そのなかで目に留まったのが短時間で降る大雪に対して警戒を呼びかける新たな気象情報です。これまでは短時間に降った猛烈な雨に警戒を呼びかける情報として記録的短時間大雨情報がありましたが、短い時間の大雪に対して、特別な呼びかけはありませんでした。
この冬から山形県、福島県(会津地方)、新潟県、富山県、石川県、福井県に顕著な大雪に関する気象情報が発表されるようになります。
雪は減っても
きっかけは相次ぐ大雪被害です。とはいっても、温暖化の進行で、昔と比べてひと冬に降る雪の量は大きく減少しました。こちらは福井県福井市で、ひと冬に降る雪の量をグラフ化にしたものです。1990年頃を境に、雪の状況が大きく変わったことがわかります。

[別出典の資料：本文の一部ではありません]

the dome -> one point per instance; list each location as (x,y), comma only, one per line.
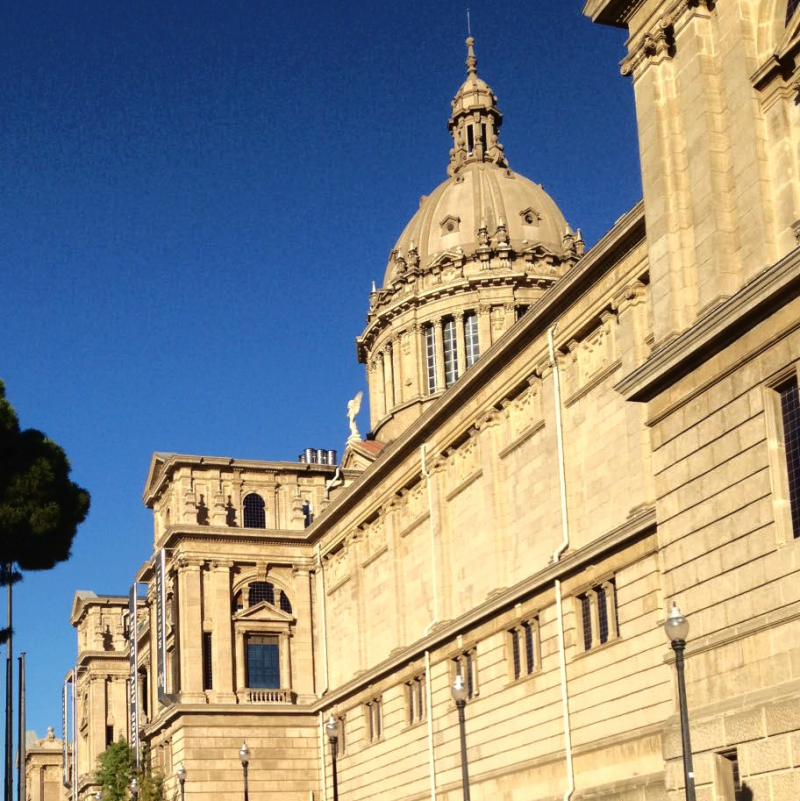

歴史に残る豪雪といえば、38(サンパチ)豪雪(昭和38年豪雪)や56豪雪(昭和56年豪雪)があります。その後、2006年には近年にないくらいの大雪となり(平成18年豪雪)、雪下ろしで亡くなる方が相次ぎました。雪国が抱える問題が表面化したことを覚えている方もいらっしゃるでしょう。
どか雪は減らず
ひと冬で降る雪の量は減っても、短時間に激しく降る雪はなくなっていないようです。こちらは福井市で1時間に5センチを超える、非常に強い雪を伴った大雪の事例を数えたものです。予報用語では1時間に3センチ以上降る雪を強い雪と言います。これよりさらに強いという意味で5センチを選びました。
年によって差はあるものの、雪の降り方は弱くなっていない。大雪ひとつひとつが鋭くなった印象です。そして、短時間にたくさん積もる雪、どか雪は交通への影響が大きい。
立ち往生がクローズアップ
車や列車が立ち往生した事例をまとめてみました。これまでにも主要な道路で大型トラックなどが動けなくなったことをきっかけにして、後続の車が立ち往生してしまう事故はあったと思いますが、私が意識するようになったのは2010年頃からです。
2018年2月には福井県の国道8号で乗用車や大型トラックなど約1,500台が動けなくなり、大きく報道されました。大雪が当たり前だった時代から大雪が珍しくなっても、被害や社会問題はなくならない。新しい雪情報の始まりに、雪を取り巻く状況の変化を感じました。